Title: The tail behaviour due to the risk premium in AR-GARCH-in-mean, GARCH-AR and double-autoregressive-in-mean models
Authors: Christian Dahl - University of Southern Denmark (Denmark)
Emma Iglesias - University of A Coruna (SPAIN) (Spain) [presenting]
Abstract: Results in extreme value theory are extended by describing the tail behaviour when a risk premium component is added in the mean equation of different conditional heteroskedastic processes. We study three types of parametric models that are able to generate a risk premium: the traditional GARCH-M, the double autoregressive model with risk premium and the GARCH-AR model. We find that if an autoregressive process is introduced in the mean equation of a traditional GARCH-M process, the tail behavior is the same as if it is not introduced.
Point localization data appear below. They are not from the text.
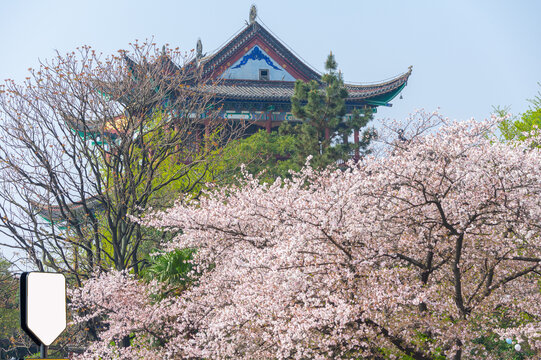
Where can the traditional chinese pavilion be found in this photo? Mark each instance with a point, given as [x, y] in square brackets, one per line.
[257, 75]
[252, 78]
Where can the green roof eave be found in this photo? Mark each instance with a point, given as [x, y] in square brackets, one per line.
[384, 99]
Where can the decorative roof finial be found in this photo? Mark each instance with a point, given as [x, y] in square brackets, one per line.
[199, 49]
[253, 13]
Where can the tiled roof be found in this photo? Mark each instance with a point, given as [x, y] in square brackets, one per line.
[283, 90]
[214, 62]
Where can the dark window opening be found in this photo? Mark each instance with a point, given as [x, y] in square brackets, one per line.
[263, 74]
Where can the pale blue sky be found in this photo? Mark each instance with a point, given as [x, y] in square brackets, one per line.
[466, 55]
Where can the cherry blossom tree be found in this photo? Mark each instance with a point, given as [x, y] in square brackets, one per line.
[426, 252]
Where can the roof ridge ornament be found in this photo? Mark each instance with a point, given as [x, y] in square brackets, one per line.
[253, 14]
[199, 49]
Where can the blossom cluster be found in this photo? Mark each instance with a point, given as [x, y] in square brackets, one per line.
[423, 252]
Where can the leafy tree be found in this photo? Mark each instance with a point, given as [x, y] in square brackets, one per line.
[519, 128]
[9, 301]
[87, 142]
[414, 255]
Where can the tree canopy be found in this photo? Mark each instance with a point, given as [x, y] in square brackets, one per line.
[424, 253]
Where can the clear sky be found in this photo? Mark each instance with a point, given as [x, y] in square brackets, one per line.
[467, 55]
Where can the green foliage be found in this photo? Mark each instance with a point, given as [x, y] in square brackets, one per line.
[267, 155]
[9, 301]
[518, 128]
[171, 268]
[324, 133]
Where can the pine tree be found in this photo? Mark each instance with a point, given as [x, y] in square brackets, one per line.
[325, 131]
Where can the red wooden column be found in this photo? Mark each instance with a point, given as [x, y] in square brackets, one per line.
[268, 124]
[207, 134]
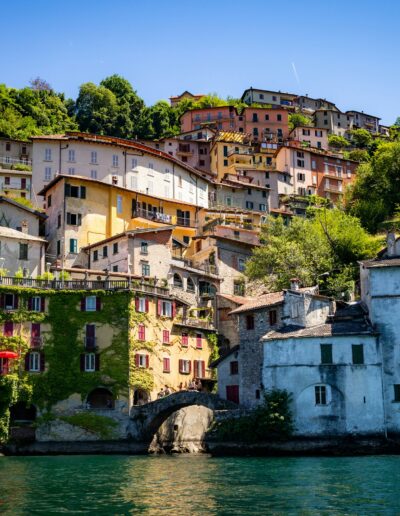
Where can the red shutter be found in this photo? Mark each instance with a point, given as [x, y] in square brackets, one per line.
[42, 361]
[27, 362]
[8, 329]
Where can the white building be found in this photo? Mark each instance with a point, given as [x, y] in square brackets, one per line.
[116, 161]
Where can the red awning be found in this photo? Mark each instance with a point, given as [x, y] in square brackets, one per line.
[8, 354]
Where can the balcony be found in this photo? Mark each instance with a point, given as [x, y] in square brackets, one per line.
[36, 342]
[90, 343]
[156, 216]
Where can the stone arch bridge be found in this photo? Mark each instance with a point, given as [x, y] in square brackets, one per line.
[147, 419]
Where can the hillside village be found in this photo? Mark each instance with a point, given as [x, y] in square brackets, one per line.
[123, 269]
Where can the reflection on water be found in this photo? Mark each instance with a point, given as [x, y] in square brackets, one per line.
[191, 485]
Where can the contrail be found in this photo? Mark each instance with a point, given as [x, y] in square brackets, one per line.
[296, 74]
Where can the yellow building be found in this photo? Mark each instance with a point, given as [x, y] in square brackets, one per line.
[83, 211]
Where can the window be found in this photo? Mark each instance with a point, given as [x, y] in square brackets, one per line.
[185, 366]
[250, 322]
[74, 219]
[23, 251]
[320, 395]
[73, 245]
[34, 362]
[119, 204]
[358, 354]
[166, 365]
[75, 191]
[36, 304]
[234, 367]
[396, 388]
[90, 362]
[165, 308]
[326, 354]
[90, 303]
[142, 332]
[272, 317]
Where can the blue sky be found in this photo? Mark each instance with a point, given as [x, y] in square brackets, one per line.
[345, 51]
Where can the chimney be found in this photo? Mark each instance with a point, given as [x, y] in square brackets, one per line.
[391, 244]
[24, 227]
[294, 284]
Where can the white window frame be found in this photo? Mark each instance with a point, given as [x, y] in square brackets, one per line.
[34, 362]
[90, 362]
[90, 304]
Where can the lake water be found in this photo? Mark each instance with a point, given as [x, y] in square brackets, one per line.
[190, 485]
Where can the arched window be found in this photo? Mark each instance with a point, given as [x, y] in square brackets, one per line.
[178, 283]
[190, 285]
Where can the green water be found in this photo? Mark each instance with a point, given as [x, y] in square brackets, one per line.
[190, 485]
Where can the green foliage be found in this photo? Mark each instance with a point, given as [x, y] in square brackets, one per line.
[27, 112]
[102, 426]
[271, 420]
[299, 120]
[328, 241]
[376, 193]
[337, 142]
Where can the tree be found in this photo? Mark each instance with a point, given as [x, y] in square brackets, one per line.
[376, 192]
[328, 244]
[299, 120]
[361, 138]
[337, 142]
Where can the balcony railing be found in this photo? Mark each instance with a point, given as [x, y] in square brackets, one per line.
[123, 284]
[152, 215]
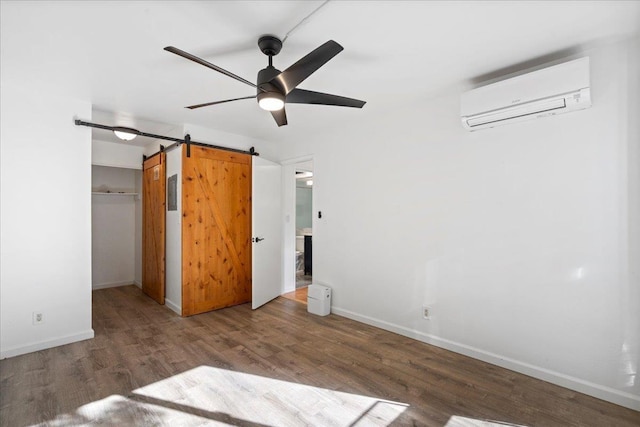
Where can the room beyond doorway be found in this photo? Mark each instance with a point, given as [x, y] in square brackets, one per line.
[304, 224]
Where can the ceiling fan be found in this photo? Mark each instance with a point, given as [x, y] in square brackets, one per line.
[276, 88]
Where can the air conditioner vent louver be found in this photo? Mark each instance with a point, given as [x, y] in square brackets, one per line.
[553, 90]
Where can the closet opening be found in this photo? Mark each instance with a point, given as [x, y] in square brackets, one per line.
[116, 227]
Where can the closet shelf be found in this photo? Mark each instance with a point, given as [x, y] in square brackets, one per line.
[113, 193]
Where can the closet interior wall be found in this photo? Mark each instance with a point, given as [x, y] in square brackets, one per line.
[115, 226]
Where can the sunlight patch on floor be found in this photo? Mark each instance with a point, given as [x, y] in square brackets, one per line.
[222, 397]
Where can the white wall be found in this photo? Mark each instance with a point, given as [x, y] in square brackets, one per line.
[138, 227]
[117, 155]
[516, 237]
[113, 228]
[173, 255]
[45, 220]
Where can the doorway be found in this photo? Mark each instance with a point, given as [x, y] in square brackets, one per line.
[298, 203]
[304, 224]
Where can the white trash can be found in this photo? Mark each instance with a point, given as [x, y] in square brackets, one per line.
[319, 300]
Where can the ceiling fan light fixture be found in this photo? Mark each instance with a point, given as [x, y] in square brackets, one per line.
[125, 134]
[271, 101]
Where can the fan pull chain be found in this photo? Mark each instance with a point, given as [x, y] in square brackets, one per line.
[303, 20]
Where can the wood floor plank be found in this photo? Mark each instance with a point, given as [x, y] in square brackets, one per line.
[276, 366]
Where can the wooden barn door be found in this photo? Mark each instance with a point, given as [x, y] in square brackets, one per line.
[216, 230]
[153, 227]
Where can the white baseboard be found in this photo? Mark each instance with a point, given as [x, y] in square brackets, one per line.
[596, 390]
[43, 345]
[173, 306]
[112, 284]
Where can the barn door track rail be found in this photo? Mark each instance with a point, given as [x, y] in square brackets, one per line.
[176, 141]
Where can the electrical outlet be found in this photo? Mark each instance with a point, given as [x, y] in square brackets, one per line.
[38, 318]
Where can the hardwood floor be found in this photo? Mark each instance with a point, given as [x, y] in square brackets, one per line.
[300, 295]
[276, 366]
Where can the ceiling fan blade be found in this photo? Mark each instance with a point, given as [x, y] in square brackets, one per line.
[280, 117]
[301, 96]
[200, 61]
[192, 107]
[287, 80]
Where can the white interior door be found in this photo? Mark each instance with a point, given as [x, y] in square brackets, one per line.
[266, 231]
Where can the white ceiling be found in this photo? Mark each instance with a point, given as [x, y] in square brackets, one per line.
[111, 53]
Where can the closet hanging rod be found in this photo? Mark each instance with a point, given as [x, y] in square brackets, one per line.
[177, 141]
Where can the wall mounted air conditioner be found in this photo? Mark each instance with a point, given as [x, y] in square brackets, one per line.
[553, 90]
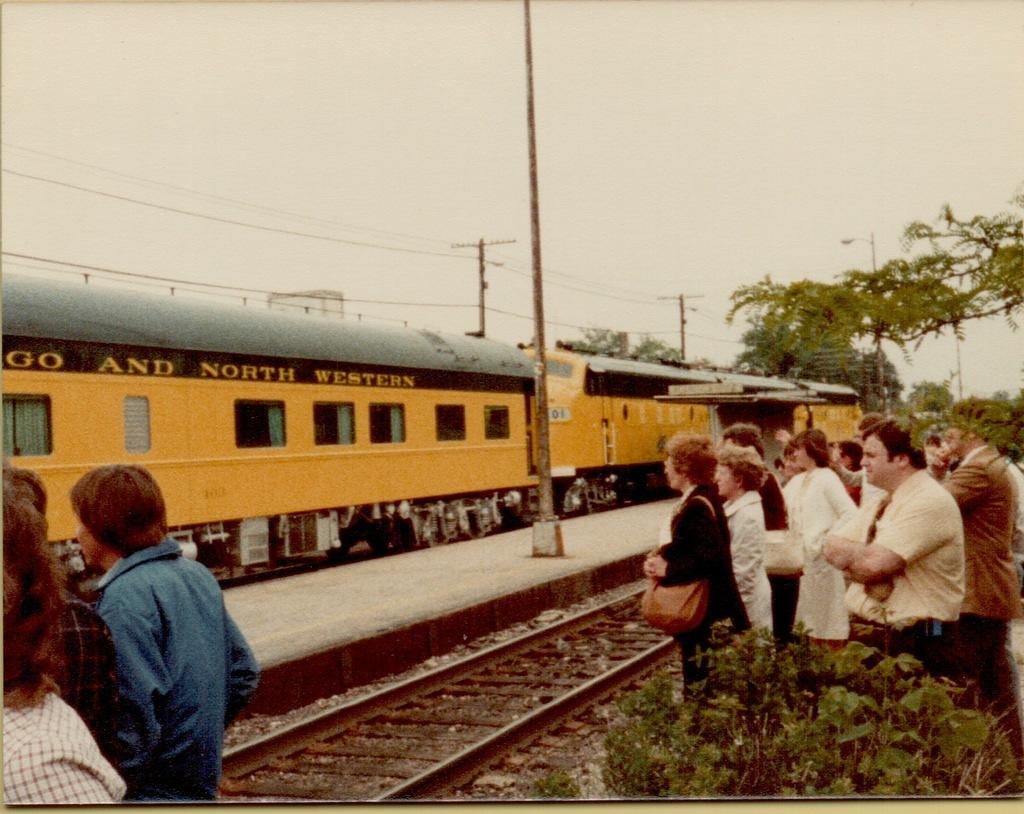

However, if we add an autoregressive process to a conditional volatility model with a risk premium component and lags of data in the conditional variance, then the tail behaviour changes. The GARCH-AR model also has a different tail index than the traditional AR-GARCH model. In our simulations, we show that the larger tail indexes are generated when using the traditional GARCH-M model. Also, when the risk premium increases, the tail index tends to fall with the only exception of specifying a risk premium with the logarithm of the volatility in the double autoregressive model. We also show some parameter settings where the strong stationarity condition of the risk premium models fails.